When his last bullet had been fired, the young gunslinger, still laughing, holstered his gun and turned around to go back into the saloon.

The old man turned to his pack mule, pulled out a double-barreled shotgun, and cocked both hammers.

The loud clicks carried clearly through the desert air.

The crowd stopped laughing immediately.

The young gunslinger heard the sounds too, and he turned around very slowly. The silence was almost deafening.

The crowd watched as the young gunman stared at the old timer and the large gaping holes of those twin barrels.

The barrels of the shotgun never wavered in the old man's hands, as he quietly said, "Son, have you ever kissed a mule's butt?"

The gunslinger swallowed hard and said, "No sir..... But... I've always wanted to."

There are a few lessons for us all here:

Never be arrogant.

Don't waste ammunition.

Whiskey makes you think you're smarter than you are.

Always, always make sure you know who has the power.

Don't mess with old men, they didn't get old by being stupid.


----------



## Mattuk (Oct 16, 2010)

Very good Don. Coming from a wise person!


----------



## bones44 (Jan 7, 2011)

That's a great one Don !!


----------



## hassell (Feb 9, 2010)

Yes real life experiences minus the shooting part, can I substitute the mule for the tractor.


----------



## youngdon (Mar 10, 2010)

Mattuk said:


> Very good Don. Coming from a wise person!
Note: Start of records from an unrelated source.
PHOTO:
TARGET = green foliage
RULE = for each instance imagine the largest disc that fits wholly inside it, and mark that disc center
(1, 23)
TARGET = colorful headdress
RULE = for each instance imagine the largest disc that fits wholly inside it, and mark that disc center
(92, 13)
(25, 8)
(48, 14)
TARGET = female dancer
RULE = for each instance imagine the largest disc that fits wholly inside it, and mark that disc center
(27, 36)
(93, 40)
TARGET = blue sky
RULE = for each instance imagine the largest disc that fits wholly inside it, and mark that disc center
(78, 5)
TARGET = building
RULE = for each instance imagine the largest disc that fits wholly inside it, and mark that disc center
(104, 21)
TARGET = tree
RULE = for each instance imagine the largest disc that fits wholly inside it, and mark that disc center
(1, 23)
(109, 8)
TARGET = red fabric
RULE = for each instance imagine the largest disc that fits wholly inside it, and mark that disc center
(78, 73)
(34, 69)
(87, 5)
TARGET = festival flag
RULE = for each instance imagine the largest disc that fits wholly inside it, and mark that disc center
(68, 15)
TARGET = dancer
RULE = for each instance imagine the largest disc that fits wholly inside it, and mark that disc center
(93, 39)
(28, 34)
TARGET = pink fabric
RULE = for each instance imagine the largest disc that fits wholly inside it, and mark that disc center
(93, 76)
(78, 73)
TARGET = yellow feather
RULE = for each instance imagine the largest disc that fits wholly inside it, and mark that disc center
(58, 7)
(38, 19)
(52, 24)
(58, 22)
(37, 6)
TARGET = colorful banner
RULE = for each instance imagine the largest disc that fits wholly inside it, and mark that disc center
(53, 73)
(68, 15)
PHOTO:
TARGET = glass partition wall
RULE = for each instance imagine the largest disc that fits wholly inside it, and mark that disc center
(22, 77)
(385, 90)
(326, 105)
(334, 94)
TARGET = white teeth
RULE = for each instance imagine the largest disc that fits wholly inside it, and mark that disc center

LOL Wise enough to know a wiser person when I meet them.....Rick !


----------



## Antlerz22 (Apr 18, 2011)

Very fitting, age out thinks brash antics and momentary lapses of judgement. And in turn teaches humility and respect in demeaning ways. Hell of a teacher that school of hard knocks.


----------



## Helmet_S (Mar 18, 2010)

I think this gets at a bigger point. I believe that the problem with our culture is that we can't be taught these types of lessons the hard way anymore. Granted I am not old at 28 but even when I was a kid the bully eventually got beat up and now days the bully just gets time out.

To many tree hugging people around that area afraid to offend someone or to get hurt doing the right thing.


----------